According to a new report, several government investigators have been baffled by the $5 trillion that Congress spent on pandemic relief operations.
The Pandemic Response Accountability Committee recently released a report that traced $2.65 billion in pandemic relief funds to six towns. It was discovered in the research that “data gaps make it difficult for taxpayers to know how much money their community received and for what purposes.” Part of the $5 trillion in federal assistance provided during the pandemic is the $2.65 billion.
“Existing gaps in federal spending data make it difficult for the oversight community, decision-makers, and American taxpayers to fully understand where the money went and how it was used,” according to the report. “Moreover, these gaps even make it difficult for program officials administering the funds to have a clear understanding of funding recipients and uses.”
The Council of the Inspectors General on Integrity and Efficiency has a committee called the Pandemic Response Accountability Committee that is established as part of the Coronavirus Aid, Relief, and Security Act, or CARES Act. As part of the case study, the oversight team of the committee visited the six chosen localities, which included two small to medium-sized cities, two rural counties, and two Native American Reservations. The six communities included in the study were the White Earth Nation Reservation in Minnesota, the Jicarilla Apache Nation Reservation in New Mexico, Coeur d’Alene, Idaho, Sheridan County, Nebraska, and Marion County, Georgia.
The researchers discovered that during the first 18 months of the pandemic (from March 2020 through September 2021) the 10 federal agencies covered by the review distributed nearly $2.65 billion in pandemic relief funding to the six communities through roughly 89 pandemic relief programs and subprograms. The team combined data sources from the federal, state, and local governments.

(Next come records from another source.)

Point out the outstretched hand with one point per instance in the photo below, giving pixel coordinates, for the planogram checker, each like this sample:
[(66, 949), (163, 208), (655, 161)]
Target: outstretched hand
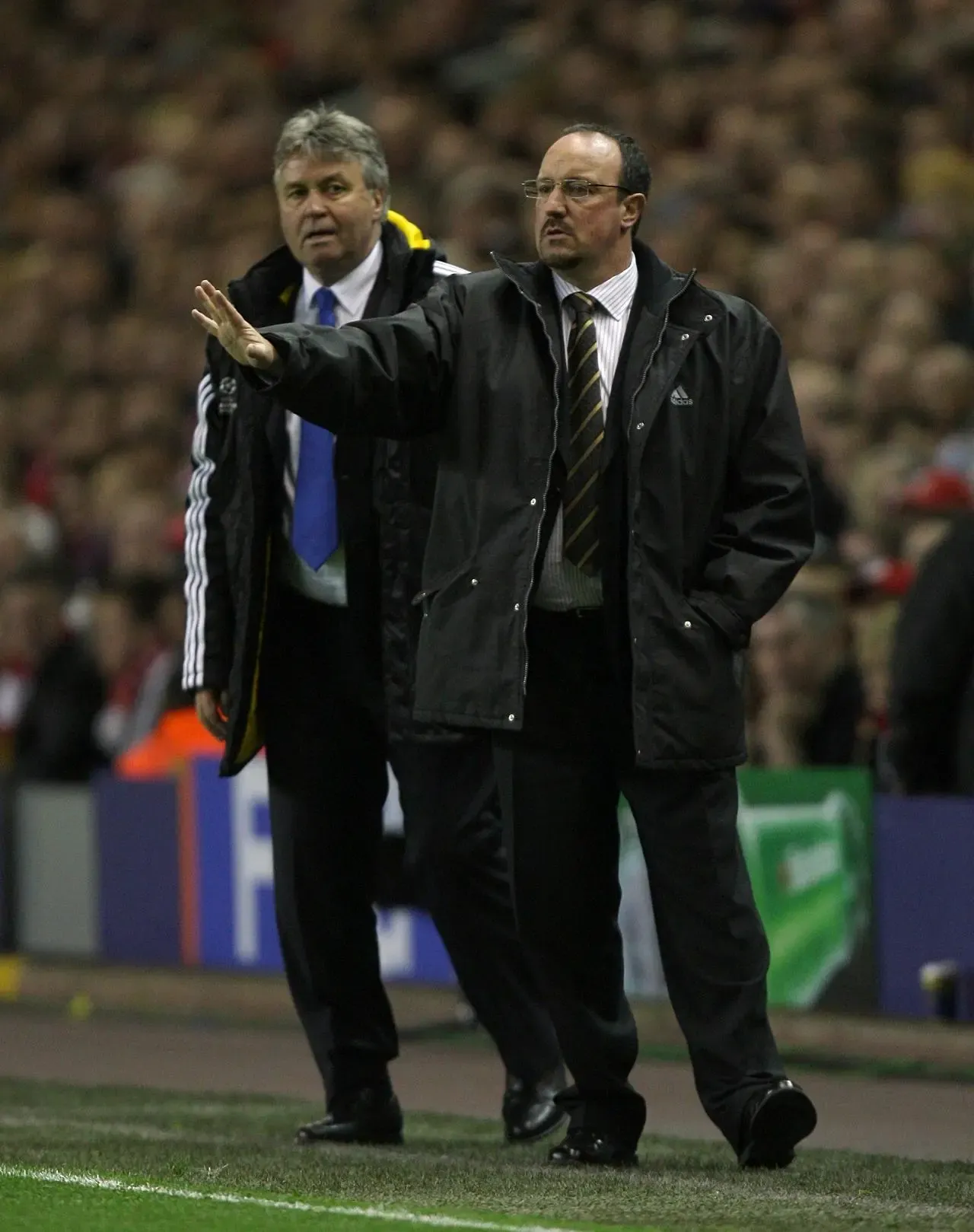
[(235, 336)]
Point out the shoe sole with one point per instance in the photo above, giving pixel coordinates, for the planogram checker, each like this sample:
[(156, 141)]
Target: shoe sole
[(393, 1138), (543, 1132), (782, 1122), (627, 1162)]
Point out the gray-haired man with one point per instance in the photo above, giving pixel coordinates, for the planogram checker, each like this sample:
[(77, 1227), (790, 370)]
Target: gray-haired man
[(303, 555)]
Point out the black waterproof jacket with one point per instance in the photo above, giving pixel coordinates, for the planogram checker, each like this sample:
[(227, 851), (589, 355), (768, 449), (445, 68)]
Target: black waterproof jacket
[(717, 495), (234, 511)]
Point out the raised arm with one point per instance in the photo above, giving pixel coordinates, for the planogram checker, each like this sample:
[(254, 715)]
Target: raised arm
[(384, 377), (208, 599)]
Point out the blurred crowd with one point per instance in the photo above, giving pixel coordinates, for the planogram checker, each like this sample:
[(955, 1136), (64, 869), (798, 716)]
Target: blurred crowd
[(816, 158)]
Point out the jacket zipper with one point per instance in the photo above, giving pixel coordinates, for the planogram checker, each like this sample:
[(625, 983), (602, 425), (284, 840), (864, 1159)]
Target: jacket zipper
[(670, 302), (547, 479)]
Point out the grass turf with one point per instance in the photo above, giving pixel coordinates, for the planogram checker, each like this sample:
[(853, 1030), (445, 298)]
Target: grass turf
[(451, 1167)]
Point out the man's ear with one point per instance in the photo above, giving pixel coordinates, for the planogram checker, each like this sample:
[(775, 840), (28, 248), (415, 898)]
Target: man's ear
[(632, 210)]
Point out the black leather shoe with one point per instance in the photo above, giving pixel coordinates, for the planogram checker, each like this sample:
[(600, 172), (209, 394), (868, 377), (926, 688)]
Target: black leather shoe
[(774, 1120), (371, 1116), (584, 1146), (529, 1110)]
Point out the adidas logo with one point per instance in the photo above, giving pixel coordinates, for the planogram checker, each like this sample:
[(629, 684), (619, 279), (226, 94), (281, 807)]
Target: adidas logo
[(680, 397)]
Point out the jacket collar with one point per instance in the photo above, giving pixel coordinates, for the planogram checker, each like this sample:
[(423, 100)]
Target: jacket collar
[(267, 291), (659, 284)]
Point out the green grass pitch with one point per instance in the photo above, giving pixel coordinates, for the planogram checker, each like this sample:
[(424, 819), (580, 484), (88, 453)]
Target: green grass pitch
[(97, 1160)]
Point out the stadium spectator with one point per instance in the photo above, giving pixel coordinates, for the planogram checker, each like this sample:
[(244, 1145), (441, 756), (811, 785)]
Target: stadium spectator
[(53, 711), (814, 158), (135, 663), (809, 686), (932, 679)]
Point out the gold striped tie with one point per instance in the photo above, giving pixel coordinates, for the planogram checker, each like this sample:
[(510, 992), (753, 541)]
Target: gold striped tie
[(587, 429)]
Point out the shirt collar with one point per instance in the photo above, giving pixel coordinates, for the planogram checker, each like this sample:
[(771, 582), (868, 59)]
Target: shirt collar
[(352, 291), (613, 296)]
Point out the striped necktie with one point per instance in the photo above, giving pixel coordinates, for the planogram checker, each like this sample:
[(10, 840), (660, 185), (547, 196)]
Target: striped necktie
[(587, 430), (314, 530)]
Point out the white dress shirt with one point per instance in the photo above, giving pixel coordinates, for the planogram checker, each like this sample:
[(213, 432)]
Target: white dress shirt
[(326, 584), (563, 585)]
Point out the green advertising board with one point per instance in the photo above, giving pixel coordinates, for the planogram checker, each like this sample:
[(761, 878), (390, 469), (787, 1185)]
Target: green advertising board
[(807, 838)]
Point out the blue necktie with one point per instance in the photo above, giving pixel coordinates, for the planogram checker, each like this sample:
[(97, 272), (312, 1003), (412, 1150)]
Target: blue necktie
[(314, 533)]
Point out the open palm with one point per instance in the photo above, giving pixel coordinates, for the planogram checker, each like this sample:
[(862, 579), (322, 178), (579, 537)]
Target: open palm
[(235, 336)]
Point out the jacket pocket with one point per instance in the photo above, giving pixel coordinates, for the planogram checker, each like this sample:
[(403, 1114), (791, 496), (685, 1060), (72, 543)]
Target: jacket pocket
[(438, 585), (697, 704)]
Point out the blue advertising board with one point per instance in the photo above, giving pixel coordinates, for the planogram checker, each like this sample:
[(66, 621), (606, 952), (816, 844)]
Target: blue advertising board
[(924, 897), (231, 836)]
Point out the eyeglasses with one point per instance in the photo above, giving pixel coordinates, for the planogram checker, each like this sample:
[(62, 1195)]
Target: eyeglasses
[(575, 190)]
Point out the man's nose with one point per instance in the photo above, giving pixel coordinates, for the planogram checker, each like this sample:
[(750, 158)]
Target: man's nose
[(555, 203)]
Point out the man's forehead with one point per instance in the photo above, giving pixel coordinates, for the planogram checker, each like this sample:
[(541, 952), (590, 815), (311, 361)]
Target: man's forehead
[(581, 154), (304, 167)]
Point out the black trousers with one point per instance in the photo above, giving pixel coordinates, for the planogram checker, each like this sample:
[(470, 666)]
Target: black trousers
[(326, 748), (561, 780)]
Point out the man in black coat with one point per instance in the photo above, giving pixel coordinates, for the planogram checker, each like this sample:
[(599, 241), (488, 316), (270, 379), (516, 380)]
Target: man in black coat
[(931, 706), (303, 553), (622, 493)]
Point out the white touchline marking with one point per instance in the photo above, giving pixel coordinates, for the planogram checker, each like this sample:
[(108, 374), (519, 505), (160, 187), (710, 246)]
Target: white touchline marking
[(91, 1180)]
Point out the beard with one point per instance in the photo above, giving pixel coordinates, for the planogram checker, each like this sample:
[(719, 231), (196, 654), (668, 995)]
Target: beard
[(555, 258)]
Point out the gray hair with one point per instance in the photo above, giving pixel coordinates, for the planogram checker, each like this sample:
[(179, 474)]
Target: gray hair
[(324, 132)]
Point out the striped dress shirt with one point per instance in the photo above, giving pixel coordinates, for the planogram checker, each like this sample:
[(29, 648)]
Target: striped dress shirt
[(563, 585)]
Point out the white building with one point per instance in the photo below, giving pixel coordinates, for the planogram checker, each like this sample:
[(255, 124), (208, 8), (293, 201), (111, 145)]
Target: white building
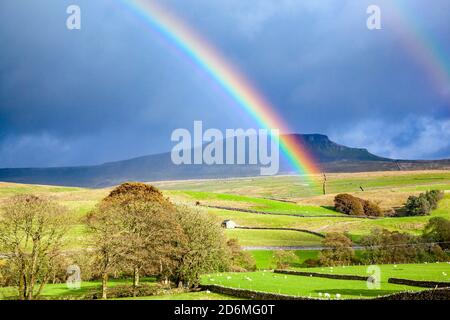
[(228, 224)]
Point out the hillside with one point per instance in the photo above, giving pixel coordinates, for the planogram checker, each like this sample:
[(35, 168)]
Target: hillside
[(331, 156)]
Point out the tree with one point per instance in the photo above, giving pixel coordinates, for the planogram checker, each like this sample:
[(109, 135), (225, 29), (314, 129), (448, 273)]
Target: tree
[(284, 258), (32, 233), (384, 246), (348, 204), (371, 209), (417, 206), (139, 229), (203, 251), (104, 224), (424, 203), (433, 197), (338, 250), (240, 260)]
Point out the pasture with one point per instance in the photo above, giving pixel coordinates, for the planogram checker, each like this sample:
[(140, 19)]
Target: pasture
[(277, 202)]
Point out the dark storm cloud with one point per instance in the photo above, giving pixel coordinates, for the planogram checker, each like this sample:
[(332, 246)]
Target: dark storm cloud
[(114, 90)]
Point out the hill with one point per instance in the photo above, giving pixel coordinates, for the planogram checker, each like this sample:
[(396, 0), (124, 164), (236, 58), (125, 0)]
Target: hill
[(331, 156)]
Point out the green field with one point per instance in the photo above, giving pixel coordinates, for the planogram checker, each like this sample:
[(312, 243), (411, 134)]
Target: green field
[(273, 238), (265, 258), (389, 189), (302, 286), (251, 203), (427, 272)]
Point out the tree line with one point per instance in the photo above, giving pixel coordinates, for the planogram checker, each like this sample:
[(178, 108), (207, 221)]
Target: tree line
[(133, 232)]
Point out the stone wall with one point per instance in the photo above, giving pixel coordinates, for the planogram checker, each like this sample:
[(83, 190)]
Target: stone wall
[(322, 275), (415, 283)]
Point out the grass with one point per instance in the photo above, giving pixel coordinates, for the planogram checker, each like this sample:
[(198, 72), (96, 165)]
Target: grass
[(252, 203), (273, 238), (201, 295), (295, 187), (265, 258), (302, 286), (427, 272)]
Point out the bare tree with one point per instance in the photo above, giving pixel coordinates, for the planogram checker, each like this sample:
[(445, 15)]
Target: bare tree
[(32, 231)]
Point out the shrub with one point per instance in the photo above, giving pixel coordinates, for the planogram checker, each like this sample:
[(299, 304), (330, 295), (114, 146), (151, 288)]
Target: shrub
[(372, 209), (311, 263), (240, 261), (384, 246), (438, 230), (424, 203), (433, 197), (348, 204), (338, 250), (124, 291)]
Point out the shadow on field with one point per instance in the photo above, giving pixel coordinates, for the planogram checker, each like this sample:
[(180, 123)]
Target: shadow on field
[(358, 292)]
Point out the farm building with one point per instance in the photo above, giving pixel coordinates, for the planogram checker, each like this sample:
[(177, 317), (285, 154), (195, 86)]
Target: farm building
[(228, 224)]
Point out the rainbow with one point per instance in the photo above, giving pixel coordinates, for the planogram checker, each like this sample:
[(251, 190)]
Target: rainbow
[(434, 60), (221, 71)]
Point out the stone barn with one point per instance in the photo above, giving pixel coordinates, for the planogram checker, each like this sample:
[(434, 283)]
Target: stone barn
[(228, 224)]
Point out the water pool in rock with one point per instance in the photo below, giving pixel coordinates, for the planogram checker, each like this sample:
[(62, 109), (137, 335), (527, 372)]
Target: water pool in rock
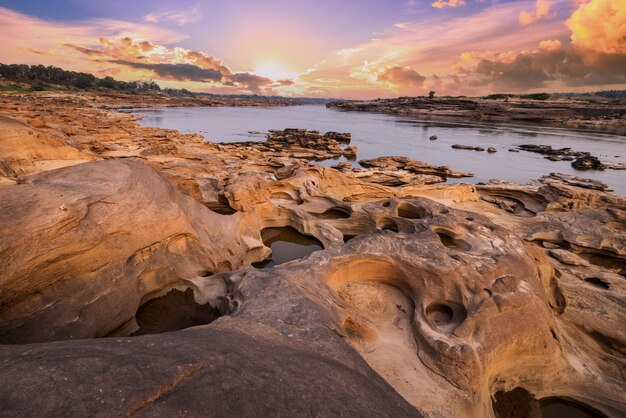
[(287, 244)]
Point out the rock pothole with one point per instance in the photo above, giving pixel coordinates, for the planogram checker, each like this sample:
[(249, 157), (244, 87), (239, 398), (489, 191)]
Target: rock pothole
[(445, 315), (519, 403), (173, 311), (286, 244), (449, 240)]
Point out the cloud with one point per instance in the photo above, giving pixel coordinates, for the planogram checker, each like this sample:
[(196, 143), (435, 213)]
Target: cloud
[(250, 82), (176, 64), (174, 16), (179, 72), (550, 63), (440, 4), (600, 25), (542, 9), (403, 76), (22, 35)]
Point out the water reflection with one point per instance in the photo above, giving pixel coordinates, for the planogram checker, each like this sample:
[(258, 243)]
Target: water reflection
[(287, 244), (377, 135)]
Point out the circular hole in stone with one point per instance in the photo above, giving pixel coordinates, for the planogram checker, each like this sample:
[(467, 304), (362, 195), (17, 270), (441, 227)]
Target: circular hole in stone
[(594, 281), (519, 403), (439, 314), (409, 211), (447, 239), (445, 316), (173, 311)]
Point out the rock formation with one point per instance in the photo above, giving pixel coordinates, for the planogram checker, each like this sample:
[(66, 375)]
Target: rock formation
[(427, 300), (600, 117)]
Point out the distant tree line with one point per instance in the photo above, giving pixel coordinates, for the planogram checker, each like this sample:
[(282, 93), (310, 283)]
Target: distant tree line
[(40, 77), (612, 94), (532, 96)]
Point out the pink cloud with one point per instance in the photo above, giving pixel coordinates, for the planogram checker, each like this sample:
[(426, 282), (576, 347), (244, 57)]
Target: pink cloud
[(440, 4)]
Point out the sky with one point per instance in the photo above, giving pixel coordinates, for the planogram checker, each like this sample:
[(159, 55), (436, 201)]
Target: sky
[(353, 49)]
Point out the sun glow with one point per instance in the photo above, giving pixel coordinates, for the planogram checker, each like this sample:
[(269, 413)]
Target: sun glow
[(274, 69)]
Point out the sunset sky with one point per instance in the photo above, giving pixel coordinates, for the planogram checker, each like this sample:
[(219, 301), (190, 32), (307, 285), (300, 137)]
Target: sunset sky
[(328, 48)]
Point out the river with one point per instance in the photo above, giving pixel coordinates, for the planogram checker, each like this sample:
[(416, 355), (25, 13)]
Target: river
[(377, 135)]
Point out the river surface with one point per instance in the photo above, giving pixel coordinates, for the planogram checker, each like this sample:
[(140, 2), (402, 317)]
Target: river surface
[(378, 135)]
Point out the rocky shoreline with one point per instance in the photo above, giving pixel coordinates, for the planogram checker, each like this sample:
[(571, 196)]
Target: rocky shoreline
[(429, 299), (597, 117)]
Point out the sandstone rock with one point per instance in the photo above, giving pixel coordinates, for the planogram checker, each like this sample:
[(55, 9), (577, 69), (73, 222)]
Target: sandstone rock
[(587, 163), (467, 147), (94, 241), (427, 299), (567, 257), (25, 151)]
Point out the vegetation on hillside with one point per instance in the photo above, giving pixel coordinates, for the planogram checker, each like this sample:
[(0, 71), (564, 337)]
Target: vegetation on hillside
[(42, 78)]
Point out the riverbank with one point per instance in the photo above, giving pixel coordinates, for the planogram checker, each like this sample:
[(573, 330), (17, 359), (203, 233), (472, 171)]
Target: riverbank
[(426, 300), (604, 117)]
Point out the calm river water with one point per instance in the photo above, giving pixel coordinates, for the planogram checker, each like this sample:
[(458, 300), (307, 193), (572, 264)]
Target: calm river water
[(377, 135)]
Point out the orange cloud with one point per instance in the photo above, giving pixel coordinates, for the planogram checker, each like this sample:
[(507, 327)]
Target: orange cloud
[(402, 76), (542, 9), (174, 16), (440, 4), (174, 64), (600, 25)]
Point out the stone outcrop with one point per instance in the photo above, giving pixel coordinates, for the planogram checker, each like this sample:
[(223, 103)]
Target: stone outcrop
[(600, 117), (427, 300)]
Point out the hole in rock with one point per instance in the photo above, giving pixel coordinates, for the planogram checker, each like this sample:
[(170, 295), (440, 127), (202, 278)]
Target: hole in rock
[(446, 315), (222, 209), (173, 311), (287, 244), (286, 196), (606, 261), (519, 403), (408, 211), (448, 240), (333, 213), (597, 282), (389, 225), (439, 314), (347, 237)]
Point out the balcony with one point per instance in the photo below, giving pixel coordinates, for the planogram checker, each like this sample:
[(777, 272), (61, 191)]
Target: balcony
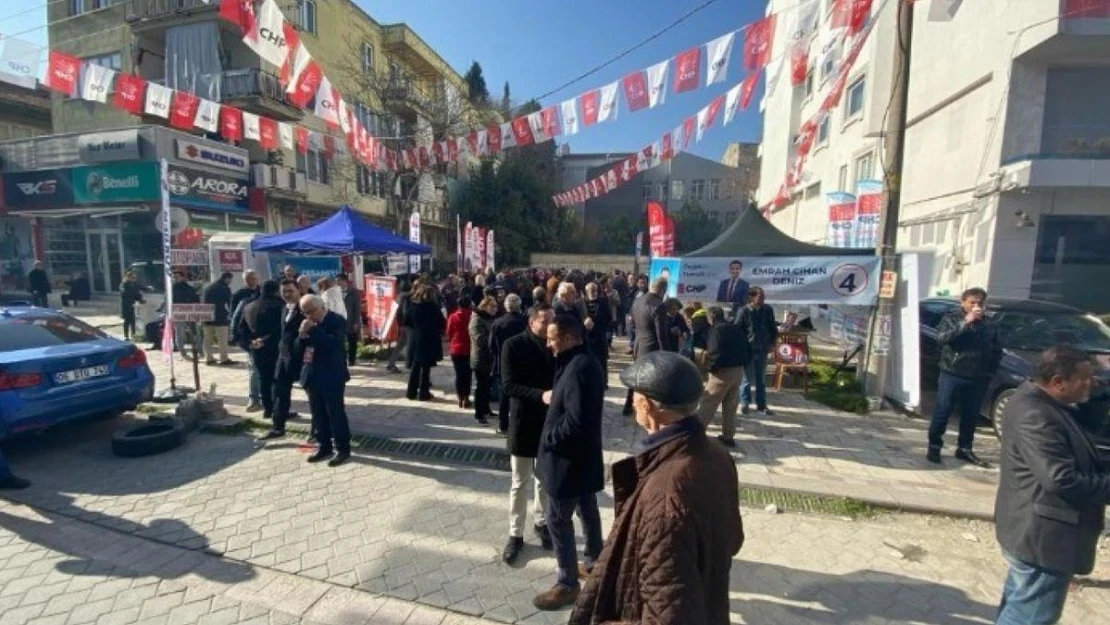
[(259, 92)]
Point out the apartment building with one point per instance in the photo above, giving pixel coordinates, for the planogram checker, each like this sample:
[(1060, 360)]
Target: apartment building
[(1007, 179), (400, 88)]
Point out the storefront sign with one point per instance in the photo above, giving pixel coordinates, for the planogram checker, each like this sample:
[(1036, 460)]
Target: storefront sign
[(223, 158), (107, 147), (115, 183), (48, 189), (189, 258), (194, 313), (381, 304), (195, 188), (794, 280)]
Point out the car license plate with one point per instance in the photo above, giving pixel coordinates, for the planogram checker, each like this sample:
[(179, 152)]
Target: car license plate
[(80, 374)]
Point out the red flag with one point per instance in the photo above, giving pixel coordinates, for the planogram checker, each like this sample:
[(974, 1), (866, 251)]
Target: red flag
[(129, 93), (758, 41), (747, 88), (635, 88), (522, 131), (550, 117), (687, 70), (231, 123), (239, 12), (183, 110), (302, 139), (61, 73), (689, 127), (493, 138), (268, 133), (589, 103)]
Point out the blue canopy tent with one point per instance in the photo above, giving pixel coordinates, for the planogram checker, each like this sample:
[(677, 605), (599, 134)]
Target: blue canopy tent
[(342, 233)]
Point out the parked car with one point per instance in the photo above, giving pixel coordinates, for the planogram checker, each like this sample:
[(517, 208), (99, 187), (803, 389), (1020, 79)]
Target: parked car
[(1026, 328), (54, 368)]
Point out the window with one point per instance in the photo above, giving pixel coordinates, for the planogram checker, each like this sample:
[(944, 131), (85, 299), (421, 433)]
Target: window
[(854, 100), (713, 191), (697, 189), (367, 58), (865, 169), (112, 61), (306, 9)]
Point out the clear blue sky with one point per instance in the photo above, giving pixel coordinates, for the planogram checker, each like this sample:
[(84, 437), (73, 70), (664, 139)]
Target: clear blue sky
[(538, 46)]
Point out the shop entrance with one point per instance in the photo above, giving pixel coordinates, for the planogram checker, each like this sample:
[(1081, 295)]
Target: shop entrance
[(106, 260)]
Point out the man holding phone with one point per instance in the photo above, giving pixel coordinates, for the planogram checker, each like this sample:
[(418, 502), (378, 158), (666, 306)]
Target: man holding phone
[(969, 355)]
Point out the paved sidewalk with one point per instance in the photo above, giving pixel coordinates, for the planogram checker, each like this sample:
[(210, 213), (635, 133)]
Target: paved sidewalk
[(804, 447), (223, 531)]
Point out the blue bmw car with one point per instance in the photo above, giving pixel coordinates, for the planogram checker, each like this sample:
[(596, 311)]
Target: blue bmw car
[(54, 368)]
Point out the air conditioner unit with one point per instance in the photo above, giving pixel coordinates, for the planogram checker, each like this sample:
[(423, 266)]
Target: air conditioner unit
[(278, 178)]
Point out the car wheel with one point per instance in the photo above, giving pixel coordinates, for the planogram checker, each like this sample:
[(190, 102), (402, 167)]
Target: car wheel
[(998, 409), (151, 439)]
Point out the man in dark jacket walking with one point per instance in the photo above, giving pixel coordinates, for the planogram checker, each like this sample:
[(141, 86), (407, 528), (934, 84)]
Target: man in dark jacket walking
[(38, 284), (678, 523), (263, 324), (504, 328), (324, 374), (969, 355), (726, 355), (527, 371), (215, 332), (569, 463), (1052, 492), (757, 322)]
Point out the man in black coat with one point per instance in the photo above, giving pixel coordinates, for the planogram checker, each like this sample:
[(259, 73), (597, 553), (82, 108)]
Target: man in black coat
[(505, 326), (569, 463), (38, 284), (324, 374), (289, 359), (527, 371), (970, 352), (649, 323), (1052, 492), (215, 332), (263, 328), (726, 353)]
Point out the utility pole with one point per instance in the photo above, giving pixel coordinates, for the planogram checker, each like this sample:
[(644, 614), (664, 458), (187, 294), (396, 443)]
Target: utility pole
[(878, 338)]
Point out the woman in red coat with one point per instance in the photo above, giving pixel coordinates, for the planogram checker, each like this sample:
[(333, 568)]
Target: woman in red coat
[(458, 344)]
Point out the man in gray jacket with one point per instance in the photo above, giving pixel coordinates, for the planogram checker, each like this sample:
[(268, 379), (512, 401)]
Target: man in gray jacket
[(1052, 493)]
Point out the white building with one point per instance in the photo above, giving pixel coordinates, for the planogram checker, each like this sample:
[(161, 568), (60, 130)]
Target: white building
[(1007, 175)]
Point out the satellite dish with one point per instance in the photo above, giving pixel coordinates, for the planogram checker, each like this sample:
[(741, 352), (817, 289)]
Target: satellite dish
[(179, 220)]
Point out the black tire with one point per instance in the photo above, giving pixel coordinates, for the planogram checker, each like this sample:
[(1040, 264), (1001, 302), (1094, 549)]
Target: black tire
[(998, 409), (151, 439)]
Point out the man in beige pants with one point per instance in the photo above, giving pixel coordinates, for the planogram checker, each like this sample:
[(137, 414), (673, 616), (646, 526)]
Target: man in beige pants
[(725, 355)]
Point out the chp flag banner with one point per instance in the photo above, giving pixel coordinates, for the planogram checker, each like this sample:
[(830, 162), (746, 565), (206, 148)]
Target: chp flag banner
[(786, 280), (841, 219)]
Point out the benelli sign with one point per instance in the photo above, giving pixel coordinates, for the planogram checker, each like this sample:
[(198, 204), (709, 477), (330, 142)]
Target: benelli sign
[(212, 157)]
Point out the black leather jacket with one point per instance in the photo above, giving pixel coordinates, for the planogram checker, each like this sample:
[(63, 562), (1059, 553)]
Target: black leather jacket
[(969, 351)]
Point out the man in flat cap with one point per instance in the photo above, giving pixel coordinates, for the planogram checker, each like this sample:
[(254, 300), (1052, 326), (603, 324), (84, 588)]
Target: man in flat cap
[(678, 520)]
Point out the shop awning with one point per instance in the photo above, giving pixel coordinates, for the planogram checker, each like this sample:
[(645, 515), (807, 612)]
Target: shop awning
[(342, 233)]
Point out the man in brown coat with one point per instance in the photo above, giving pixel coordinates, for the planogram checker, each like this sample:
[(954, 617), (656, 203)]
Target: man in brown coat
[(677, 521)]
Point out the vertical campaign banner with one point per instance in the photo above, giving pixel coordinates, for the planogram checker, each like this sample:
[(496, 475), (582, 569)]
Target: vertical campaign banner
[(868, 210), (841, 219)]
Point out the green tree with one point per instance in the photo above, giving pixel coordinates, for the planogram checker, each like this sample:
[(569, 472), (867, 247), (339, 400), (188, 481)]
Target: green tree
[(694, 228), (475, 84)]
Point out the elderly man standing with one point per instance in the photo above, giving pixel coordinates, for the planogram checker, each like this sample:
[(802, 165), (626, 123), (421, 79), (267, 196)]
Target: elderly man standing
[(323, 375), (1052, 492), (527, 372), (569, 463), (678, 522)]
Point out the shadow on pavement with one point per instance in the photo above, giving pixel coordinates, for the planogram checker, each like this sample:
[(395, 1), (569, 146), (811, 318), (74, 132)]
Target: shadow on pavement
[(863, 596)]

The team’s report found “persistent data gaps and data reliability issues.”
“Specifically, the time, resources, and non-public data required to identify the total amount of funding that went to the six communities illustrates the difficulty in fully understanding the recipients and uses of federal pandemic relief funds,” according to the report. “This review further demonstrates the clear need for broad government action and immediate steps to improve the transparency and accessibility of pandemic spending data.”
The team claims that the money was not easy to track.
“Data was sometimes difficult to find or unavailable. We had to use data sources that the public can’t access,” according to a summary. “One of our partners had to access five internal databases to determine the recipients in a single program. There were some programs where we don’t know how much money was either obligated or spent.”